以下のようなconsole.logを呼び出しても、undefinedになってしまって拡張機能の呼び出しに苦戦しました。

console.log("SSSの中身:" + JSON.stringify(window.SSS))
console.log("有効か否か" + JSON.stringify(window.isAllowedSSS()))

恐らくこれは拡張機能の読み込みが完了していなかったことが問題のようで、ボタンクリック時に呼び出すようにしたら問題無く使えました。
これはonReady系のイベントを監視したら直せそうですが、対症療法的に回避できたので一旦ヨシ!でいきます。

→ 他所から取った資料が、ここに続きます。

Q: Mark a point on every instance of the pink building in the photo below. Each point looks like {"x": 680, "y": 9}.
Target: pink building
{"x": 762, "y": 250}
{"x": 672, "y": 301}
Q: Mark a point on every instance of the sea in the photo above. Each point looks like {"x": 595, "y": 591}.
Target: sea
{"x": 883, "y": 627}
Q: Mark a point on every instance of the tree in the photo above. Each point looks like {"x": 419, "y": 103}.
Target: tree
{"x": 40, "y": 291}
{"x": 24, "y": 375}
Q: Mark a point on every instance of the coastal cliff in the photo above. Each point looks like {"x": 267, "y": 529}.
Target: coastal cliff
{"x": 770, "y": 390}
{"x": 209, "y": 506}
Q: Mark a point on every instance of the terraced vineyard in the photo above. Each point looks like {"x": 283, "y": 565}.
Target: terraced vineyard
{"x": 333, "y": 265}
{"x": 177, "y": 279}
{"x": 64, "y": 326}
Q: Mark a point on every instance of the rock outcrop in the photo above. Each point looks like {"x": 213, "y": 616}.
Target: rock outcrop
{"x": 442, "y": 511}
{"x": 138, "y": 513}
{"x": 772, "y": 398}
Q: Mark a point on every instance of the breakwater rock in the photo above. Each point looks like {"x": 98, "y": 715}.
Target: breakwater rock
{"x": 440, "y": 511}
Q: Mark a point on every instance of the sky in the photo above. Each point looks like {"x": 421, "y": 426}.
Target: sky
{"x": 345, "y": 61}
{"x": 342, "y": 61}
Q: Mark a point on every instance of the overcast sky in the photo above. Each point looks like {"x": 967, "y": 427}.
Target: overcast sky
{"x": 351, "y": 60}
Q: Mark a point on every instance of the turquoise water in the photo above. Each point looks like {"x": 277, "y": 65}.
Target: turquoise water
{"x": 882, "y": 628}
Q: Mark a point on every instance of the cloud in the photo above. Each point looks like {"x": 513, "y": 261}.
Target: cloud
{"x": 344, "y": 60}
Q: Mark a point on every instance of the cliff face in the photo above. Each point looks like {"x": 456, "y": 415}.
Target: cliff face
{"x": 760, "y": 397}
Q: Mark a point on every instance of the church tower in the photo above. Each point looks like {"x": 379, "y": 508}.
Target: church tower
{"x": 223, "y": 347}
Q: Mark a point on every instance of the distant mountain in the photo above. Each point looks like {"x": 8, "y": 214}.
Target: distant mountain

トランザクション署名完了を待ってからうまいこと放流できない

署名をユーザがしてくれるのを待つ必要がありますが、JSは非同期処理言語です。
awaitやPromiseの概念を使って待たせる処理を記載しましょう。
window.SSS.requestSign()も、しっかりPromiseを返してくれるようです。
2パターンの方法があります。

  • asyncの関数内に処理がある場合
    awaitを記載することで処理を中断させ、署名されるまで次に進ませずにソースを一時停止できます。
    先ほど示した例と同じですね!
let signedTx = await window.SSS.requestSign()
new symbol.TransactionHttp(NODE).announce(signedTx).subscribe(
  (success) => {
    console.log('成功', success)
  },
  (err) => {
    console.error(`失敗`, err)
  }
)
  • asyncの関数内に無く、awaitを使わずに処理完了を待ちたい
    詳しくはPromiseの概念を調べていただければと思いますが、.thenを付けることで、.then以前の処理が完了したら.then内の処理に進む、という記載ができます。(これを簡単に、分かり易く書けるようにしたのがasync/awaitです)
window.SSS.requestSign().then((signedTx) => {
  new symbol.TransactionHttp(NODE).announce(signedTx).subscribe(
    (x) => {
      console.log('x', x)
    },
    (err) => {
      console.error(err)
    }
  )
  console.log(JSON.stringify(signedTx))
});

このように記載することで、署名が完了されたら.then以降の処理(トランザクションを放流)をさせることが出来ました。

最後に

このSSS_Extensionというアプリは大変すばらしいです。
開発者のいなたつさんには頭が上がりません。スーパーエンジニアです。
誰かがこういった基盤を作成してくれることで、一気にSymbolを使ったWebアプリが増えていくと思います。
これは本当に開発者参入のハードルを破壊する素晴らしい機能だと思っています。
自分もこの素晴らしさに魅入られて他の予定すっ飛ばしていきなり深夜1時くらいからハンズオンと記事執筆をしちゃっていました。
これを使ってWebアプリ型の送金機能を持たせたウォレットなんかも作ってみたいです!
ここまでお付き合いいただきありがとうございました!

署名後、SSS_Extensionが自動で閉じられたり、署名完了の旨が出たらより最高だな~と思っています!